THE IDEA of making the collection and administration of taxes, customs duties and mandatory payroll levies less bureaucratic and more efficient was unveiled during the government of Robert Fico and the current government is continuing to pursue it. The first changes to the system were introduced on January 1 this year as part of the first phase of UNITAS, as the overhaul is known. New Year’s Day saw the establishment of a brand new state body, the Financial Administration of the Slovak Republic, formed from the merger of the existing tax and customs authorities. The government expects the new scheme to be more taxpayer-friendly and more effective from the state’s point of view.
“The aim is to create a new, more effective, better-working system to organise and manage collection of state revenue,” said Finance Minister Ivan Mikloš in late December, as he introduced the changes within the first phase of UNITAS.
Under these, the number of regular tax offices has been reduced to eight, each based in Slovakia’s eight regional centres, plus one specialised tax office to serve selected taxpayers. The previous network of tax offices has been more or less replaced by a network of tax office branches and contact points. The government has promised that the reorganisation will not have any negative impact on taxpayers’ access to services. On the contrary, it claims that the new scheme is more client-friendly, with longer opening hours – 9:00 to 17:00 Monday to Thursday and 9:00 to 14:00 on Fridays – along with new client zones. The latter should allow taxpayers to settle all their tax-related issues in one place. The zones have been designed in a similar way to their counterparts in commercial banks, so that taxpayers have to interact with as few tax office employees as possible and can thus settle their affairs quickly.
“The optimisation of the network of tax offices is one of the steps in the reform that is focused on raising [offices’] effectiveness as well as the level of services provided to taxpayers,” Ivana Vilčeková, from the tax administration, told the Hospodárske Noviny daily.
The government hopes that these changes will make collection of taxes more effective and prevent tax evasion, especially in indirect taxes like value added tax (VAT) and excise duties. Experts estimate that tax evasion in Slovakia accounts for as much as one third of tax due, according to Hospodárske Noviny.
Another part of the reform of the tax and customs administration is the introduction of new unique identification numbers that will serve as a personal account number that a taxpayer will use. When paying tax, the differing prefix of the account will be used to distinguish individual types of taxes. The Tax Directorate announced these changes in the payment of taxes for about one million taxpayers during December.

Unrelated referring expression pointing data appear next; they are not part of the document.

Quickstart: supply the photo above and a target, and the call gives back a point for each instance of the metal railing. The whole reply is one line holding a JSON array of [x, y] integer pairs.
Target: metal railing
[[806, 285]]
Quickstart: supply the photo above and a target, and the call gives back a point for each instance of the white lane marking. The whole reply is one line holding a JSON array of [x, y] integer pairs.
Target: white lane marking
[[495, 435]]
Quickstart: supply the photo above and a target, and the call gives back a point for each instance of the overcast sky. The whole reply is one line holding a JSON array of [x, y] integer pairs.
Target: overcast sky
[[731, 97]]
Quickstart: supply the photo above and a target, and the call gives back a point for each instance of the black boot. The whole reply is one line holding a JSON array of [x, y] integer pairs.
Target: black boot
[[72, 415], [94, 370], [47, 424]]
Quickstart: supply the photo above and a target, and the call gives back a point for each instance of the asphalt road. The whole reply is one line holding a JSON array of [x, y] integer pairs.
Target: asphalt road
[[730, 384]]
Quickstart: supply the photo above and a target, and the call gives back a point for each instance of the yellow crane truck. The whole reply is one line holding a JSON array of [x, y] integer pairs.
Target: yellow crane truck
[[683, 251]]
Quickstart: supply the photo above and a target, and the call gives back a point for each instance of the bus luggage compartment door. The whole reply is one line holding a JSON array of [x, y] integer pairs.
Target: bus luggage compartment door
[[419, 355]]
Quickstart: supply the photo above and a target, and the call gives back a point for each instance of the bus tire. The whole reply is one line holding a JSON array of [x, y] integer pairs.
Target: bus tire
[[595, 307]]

The tax administration has also prepared a new, free, comprehensive form of electronic communication which will remove the need for paper records. This enables taxpayers to communicate with the tax administration electronically via a new application, the so-called unique identifier, which removes the need to purchase a guaranteed electronic signature.

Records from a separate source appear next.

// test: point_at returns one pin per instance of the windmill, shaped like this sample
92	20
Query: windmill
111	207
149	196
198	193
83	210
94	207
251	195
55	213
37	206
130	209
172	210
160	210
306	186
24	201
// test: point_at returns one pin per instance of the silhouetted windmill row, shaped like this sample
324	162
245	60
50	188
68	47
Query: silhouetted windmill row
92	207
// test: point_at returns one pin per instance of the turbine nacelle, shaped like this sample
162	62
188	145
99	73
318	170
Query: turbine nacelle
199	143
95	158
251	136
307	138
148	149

The reform also obliges some taxpayers to communicate with the tax administration exclusively by electronic means. However, in late December parliament postponed the obligation for VAT payers to communicate exclusively by electronic means from January 1 to April 1, 2012.
Financial Administration
Following the reorganisation, the Financial Administration now comprises the Financial Directorate, tax offices, customs offices, the Criminal Office of the Financial Administration, and the Competence Centre of Financial Operations. Minister Mikloš stressed that the transformation of the tax offices is mostly an internal reform of the tax administration.
Igor Krnáč, the previous director-general of the Tax Directorate, has been appointed president of the Financial Administration, and remains director-general of the tax section.
Mária Machová, the previous director-general of the Customs Directorate will now serve as director-general of the customs section.
As part of the reorganisation of tax and customs offices, over 1,000 employees are being made redundant: 309 employees were due to be dismissed by the tax administration as of January 1, 2012, according to Krnáč. The redundancies represent a 5.6-percent cut in the number of tax administration employees. The number of managerial positions was reduced from 400 to 250. A major reduction was also planned for the customs bodies, with 779 people (14 percent) set to be dismissed.
Minister Mikloš said that judging by the experience of a reduction in the workforce at the Finance Ministry a few years ago, such people are typically highly qualified and few of them will experience problems finding new jobs.
For now the government has not forecast any specific financial benefits expected to arise from the reform process; Krnáč has stated that the first numbers will be available after two years.
“It is very difficult to calculate the whole impact of the reforms given that we are only starting as of January 1,” said Krnáč in introducing the changes.
The reform of the tax and customs administration will continue with a second phase in 2013, which should see collection of taxes, customs and mandatory payroll levies united in a single system.